A rise in dangerous and even fatal asthma and other allergic attacks – as occurred in Melbourne’s deadly 2016 ‘thunderstorm asthma event’ – could be one of Australia’s biggest health challenges from climate change, academics warn.
Associate Professor Paul Beggs says almost all the research about climate change’s effects on allergies is from overseas, and Australian-focused research “is therefore urgently needed”.
He said Australia’s systems for monitoring, reporting and forecasting atmospheric concentrations of allergens such as pollen are not fit for purpose.
In November 2016, Melbourne experienced “the world’s largest, most catastrophic epidemic thunderstorm asthma event”, causing thousands of emergency department presentations, hundreds of asthma-related hospital admissions and 10 deaths.

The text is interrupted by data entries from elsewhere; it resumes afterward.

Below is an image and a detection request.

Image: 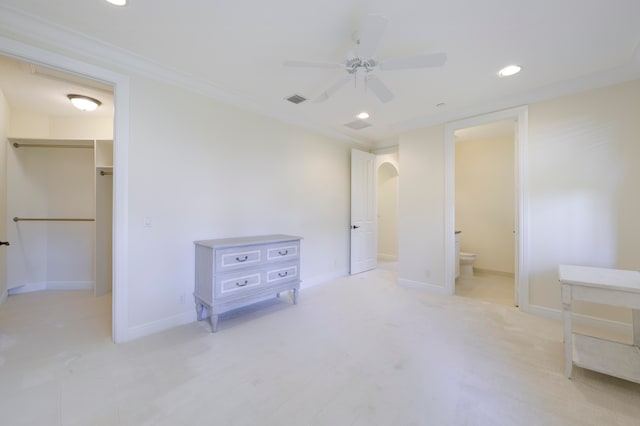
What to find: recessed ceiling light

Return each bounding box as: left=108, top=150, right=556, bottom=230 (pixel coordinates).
left=498, top=65, right=522, bottom=77
left=67, top=95, right=102, bottom=111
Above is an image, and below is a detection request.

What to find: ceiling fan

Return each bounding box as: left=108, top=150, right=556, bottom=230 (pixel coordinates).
left=284, top=15, right=447, bottom=103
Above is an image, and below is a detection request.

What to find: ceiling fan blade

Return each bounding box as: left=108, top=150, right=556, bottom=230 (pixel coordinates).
left=283, top=61, right=344, bottom=69
left=315, top=76, right=352, bottom=102
left=367, top=75, right=395, bottom=103
left=358, top=15, right=388, bottom=59
left=378, top=53, right=447, bottom=70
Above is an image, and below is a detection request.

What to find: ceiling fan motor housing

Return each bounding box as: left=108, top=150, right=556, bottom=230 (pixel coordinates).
left=345, top=57, right=378, bottom=74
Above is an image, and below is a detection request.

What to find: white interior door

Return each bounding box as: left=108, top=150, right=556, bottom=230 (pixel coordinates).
left=350, top=149, right=378, bottom=274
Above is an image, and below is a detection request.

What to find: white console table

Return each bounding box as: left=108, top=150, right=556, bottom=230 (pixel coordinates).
left=558, top=265, right=640, bottom=383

The odds of such extreme weather events are greatly increased with climate change, the review finds.
Evidence shows that higher temperatures can also lead to increased production of fungal spores, another trigger for many susceptible people, as well as boosting indoor moisture and mould growth, which can cause allergic reactions.
“It could be argued that these impacts pose a serious climate change-human health risk to Australia and that they should therefore be among Australia’s climate change-human health priorities,” Associate Professor Beggs says.
But Australia’s research efforts in this area have been woefully inadequate, and much of the international research has been done in climates unlike our own, involving allergens that are not common here.
Our allergen monitoring is equally poor, Associate Professor Beggs says, with no national, state or territory body having responsibility for the monitoring, reporting and forecasting of environmental allergens.
What monitoring exists is sparse and sporadic. For example, in Melbourne, scene of the deadly thunderstorm asthma event, allergen monitoring only occurs for three months of the year.
Elsewhere in Australia, monitoring remains precarious, with all sites either unfunded or subsisting on short-term funding.